Although today is the first day of spring, many have thrown up their hands and given up on seeing that green grass anytime soon. Over 80 centimetres of snow have come down since the weekend, and we’re gradually working our way out of the white walls that have us locked in perpetual cabin fever.
City crews are on the job around the clock, and they plan on continuing through the weekend so that we can all get to work on Monday morning. With nine-foot snowbanks towering over our roads, it begs the question: where is the city shipping all this snow off to?
That’s a secret, says Halifax. Spokesperson Jennifer Stairs says the city can’t reveal any exact locations for where they’ve been dumping snow. The city doesn’t want any residents or commercial entities unloading their snow in the same spots.“Three or four” municipally-owned fields is the only information we know. Stairs says the fields are nowhere near capacity, which is good news in case we get another blizzard.
Still, so much more space is needed to rid us of all this mess, and homeowners aren’t allowed to shovel snow into the streets.
“Technically that’s illegal under the bylaws,” says Stairs.
Not that the city spokesperson isn’t sympathetic to the mess all of Halifax finds itself in.
“Unfortunately snow storage is at a premium right now,” she says. “We’re all in the same boat.”
Halifax is already well over budget for snow removal by nearly $10 million. Workers have put in much more time than usual, and a lot of equipment was brought in when the latest storm hit on Wednesday. This year, the job has been never-ending.
A snow and rain mix is scheduled to begin late tomorrow afternoon, with snowfall amounts potentially reaching around 15cm and rain up to 25 millimetres in some parts of the province.
If you’re out and about today, take this opportunity to stock up on those storm chips.

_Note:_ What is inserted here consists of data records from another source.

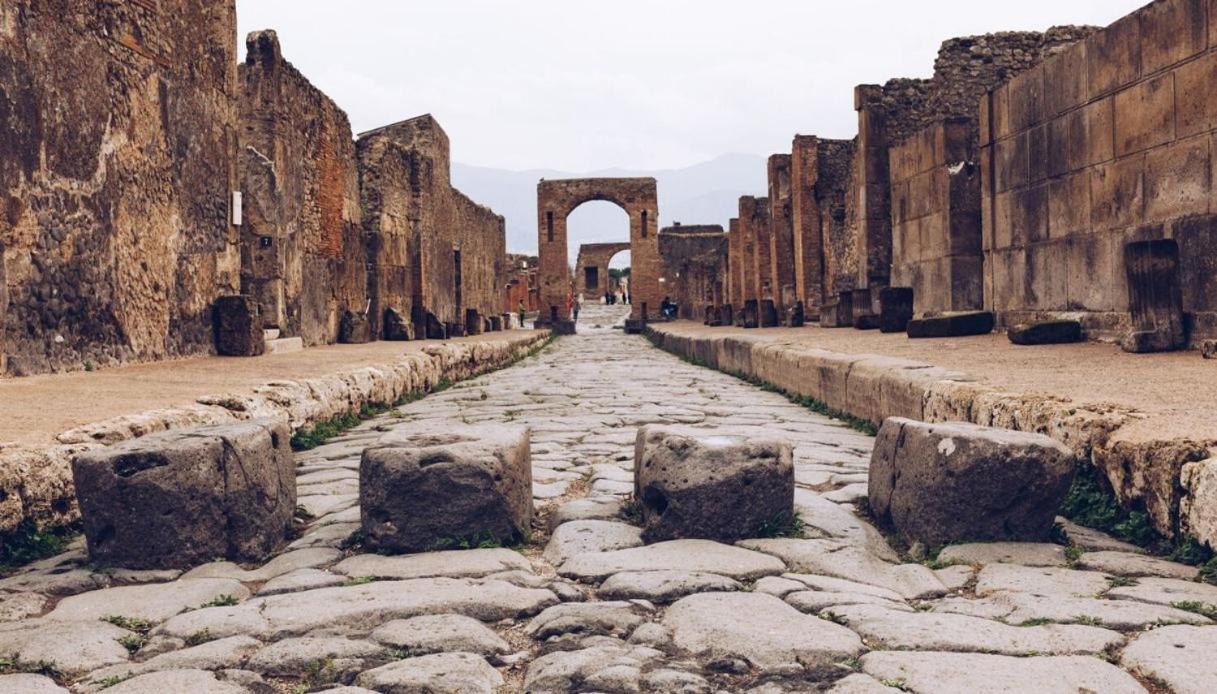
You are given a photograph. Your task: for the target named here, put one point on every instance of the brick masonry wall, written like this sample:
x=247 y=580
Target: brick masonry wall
x=115 y=244
x=936 y=217
x=1109 y=140
x=302 y=247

Over the weekend, reach out to your neighbours, especially senior citizens and those with mobility issues. One positive of this winter is that it’s reminded us just how compassionate Haligonians can be towards one another.
We might as well admit that spring feels more like some distant dream, well beyond our reach. I can barely recall what it feels like to go on my little walks around the block, barrier free and enjoying the warm sunshine. At least we can dance in the streets when the snow finally bids us adieu. I know that I certainly will.